Was it only to make his old rival the purchaser, if he so pleased it, of the possessions of his own family? Lumley thought at that moment less of Evelyn than of Lisle Court. As he woke from the stupor and the first fit of rage into which these epistles cast him, the recollection of the story he had heard from Mr. Onslow flashed across him. Were his suspicions true, what a secret he would possess! How fate might yet befriend him! Not a moment was to be lost. Weak, suffering as he still was, he ordered his carriage, and hastened down to Mrs. Leslie.

In the interview that took place, he was careful not to alarm her into discretion. He managed the conference with his usual consummate dexterity. He did not appear to believe that there had been any actual connection between Alice and the supposed Butler. He began by simply asking whether Alice had ever, in early life, been acquainted with a person of that name, and when residing in the neighbourhood of -----.
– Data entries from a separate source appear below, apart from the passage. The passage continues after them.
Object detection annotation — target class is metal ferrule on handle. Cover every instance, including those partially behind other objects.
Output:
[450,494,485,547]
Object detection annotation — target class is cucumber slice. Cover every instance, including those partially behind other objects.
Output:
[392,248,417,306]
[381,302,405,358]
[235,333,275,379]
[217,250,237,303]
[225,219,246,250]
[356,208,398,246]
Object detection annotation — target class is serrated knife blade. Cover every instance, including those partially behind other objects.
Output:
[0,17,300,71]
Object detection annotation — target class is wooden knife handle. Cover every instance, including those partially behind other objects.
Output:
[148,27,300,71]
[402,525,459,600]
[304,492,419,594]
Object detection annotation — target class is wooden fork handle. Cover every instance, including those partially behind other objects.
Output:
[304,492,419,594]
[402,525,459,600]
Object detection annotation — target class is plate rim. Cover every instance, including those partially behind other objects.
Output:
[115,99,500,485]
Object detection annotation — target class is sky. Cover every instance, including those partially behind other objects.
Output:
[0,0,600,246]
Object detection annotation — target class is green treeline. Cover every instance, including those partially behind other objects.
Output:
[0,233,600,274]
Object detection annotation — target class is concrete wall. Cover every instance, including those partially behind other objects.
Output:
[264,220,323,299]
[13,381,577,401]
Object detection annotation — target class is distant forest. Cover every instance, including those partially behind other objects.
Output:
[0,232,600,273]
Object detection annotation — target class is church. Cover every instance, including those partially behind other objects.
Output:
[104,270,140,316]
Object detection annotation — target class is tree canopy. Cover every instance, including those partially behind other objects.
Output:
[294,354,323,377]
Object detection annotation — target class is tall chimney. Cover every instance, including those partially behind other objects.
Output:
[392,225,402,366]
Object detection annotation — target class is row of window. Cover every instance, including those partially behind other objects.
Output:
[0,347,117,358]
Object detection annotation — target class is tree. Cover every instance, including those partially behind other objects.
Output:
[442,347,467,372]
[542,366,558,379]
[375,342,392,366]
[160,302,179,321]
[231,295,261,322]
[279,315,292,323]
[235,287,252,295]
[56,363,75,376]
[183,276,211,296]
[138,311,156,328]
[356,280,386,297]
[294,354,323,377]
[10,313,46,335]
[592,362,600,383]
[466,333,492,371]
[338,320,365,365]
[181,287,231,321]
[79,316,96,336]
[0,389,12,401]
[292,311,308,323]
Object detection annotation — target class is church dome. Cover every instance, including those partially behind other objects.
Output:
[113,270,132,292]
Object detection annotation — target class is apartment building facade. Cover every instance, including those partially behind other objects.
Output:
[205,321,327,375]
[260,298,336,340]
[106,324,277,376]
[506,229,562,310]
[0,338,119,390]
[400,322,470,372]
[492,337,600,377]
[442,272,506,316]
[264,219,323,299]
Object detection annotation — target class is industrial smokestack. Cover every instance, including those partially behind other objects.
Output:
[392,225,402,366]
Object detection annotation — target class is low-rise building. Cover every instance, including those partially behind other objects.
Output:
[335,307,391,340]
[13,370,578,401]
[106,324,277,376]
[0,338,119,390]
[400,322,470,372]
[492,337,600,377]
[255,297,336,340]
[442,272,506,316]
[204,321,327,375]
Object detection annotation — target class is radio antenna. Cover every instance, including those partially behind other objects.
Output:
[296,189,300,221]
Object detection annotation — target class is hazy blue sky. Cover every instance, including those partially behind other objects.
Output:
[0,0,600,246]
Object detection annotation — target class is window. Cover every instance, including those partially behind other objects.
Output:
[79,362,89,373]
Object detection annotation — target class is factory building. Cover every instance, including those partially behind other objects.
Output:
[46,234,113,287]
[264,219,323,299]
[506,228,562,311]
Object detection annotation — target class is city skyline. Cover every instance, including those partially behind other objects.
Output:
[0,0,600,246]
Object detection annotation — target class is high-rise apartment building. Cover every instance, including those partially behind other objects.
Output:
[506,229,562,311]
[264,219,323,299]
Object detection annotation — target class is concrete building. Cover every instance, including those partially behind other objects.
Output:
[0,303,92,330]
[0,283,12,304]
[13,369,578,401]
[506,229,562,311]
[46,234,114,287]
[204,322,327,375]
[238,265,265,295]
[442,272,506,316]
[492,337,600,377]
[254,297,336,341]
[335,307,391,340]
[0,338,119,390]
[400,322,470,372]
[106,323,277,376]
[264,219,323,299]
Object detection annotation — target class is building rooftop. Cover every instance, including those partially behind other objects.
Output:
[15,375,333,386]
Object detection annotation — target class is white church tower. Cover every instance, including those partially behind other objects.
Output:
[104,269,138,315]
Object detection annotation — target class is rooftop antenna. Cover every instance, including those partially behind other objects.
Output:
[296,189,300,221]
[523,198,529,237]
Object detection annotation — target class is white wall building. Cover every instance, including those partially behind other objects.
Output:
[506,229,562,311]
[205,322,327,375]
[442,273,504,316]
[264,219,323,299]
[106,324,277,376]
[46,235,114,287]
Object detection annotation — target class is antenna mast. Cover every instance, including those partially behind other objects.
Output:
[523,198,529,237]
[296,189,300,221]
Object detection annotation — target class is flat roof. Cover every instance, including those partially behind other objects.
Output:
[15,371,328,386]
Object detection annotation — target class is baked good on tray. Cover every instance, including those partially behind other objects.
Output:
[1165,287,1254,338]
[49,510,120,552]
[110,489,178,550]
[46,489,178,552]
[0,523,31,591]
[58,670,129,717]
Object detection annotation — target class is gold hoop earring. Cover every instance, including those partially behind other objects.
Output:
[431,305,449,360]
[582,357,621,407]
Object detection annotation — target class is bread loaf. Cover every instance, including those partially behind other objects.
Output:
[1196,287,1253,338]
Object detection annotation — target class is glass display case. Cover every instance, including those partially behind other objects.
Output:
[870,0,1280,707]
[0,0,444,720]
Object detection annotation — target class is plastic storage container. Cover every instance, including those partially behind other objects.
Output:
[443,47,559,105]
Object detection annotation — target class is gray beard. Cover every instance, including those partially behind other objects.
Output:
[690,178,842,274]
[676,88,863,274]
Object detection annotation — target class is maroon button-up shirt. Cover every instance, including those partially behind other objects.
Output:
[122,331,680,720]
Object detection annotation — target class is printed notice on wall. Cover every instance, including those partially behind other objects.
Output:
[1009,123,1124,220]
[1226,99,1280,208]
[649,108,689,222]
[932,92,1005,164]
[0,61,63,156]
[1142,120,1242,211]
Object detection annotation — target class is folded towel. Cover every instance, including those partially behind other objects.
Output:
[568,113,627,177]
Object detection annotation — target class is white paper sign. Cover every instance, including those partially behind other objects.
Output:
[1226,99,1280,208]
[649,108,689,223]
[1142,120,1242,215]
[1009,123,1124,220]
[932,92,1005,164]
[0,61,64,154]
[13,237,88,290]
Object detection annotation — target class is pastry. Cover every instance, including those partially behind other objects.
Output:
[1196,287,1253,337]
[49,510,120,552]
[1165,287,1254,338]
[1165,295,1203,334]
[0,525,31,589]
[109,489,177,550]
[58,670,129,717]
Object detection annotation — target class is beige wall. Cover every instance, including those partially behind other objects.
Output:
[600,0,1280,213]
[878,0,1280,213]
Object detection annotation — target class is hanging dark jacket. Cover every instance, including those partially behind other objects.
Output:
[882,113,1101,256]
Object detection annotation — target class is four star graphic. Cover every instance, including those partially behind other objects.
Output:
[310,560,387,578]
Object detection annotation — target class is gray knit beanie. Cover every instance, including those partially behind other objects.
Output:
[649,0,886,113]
The change of countenance, the surprised start of Mrs. Leslie, convinced him that his suspicions were true.

"And why do you ask, my lord?" said the old lady. "Is it to ascertain this point that you have done me the honour to visit me?"

"Not exactly, my dear madam," said Lumley, smiling. "But I am going to C----- on business; and besides that I wished to give an account of your health to Evelyn, whom I shall shortly see at Paris, I certainly did desire to know whether it would be any gratification to Lady Vargrave, for whom I have the deepest regard, to renew her acquaintance with the said Mr. Butler."

"What does your lordship know of him? What is he; who is he?"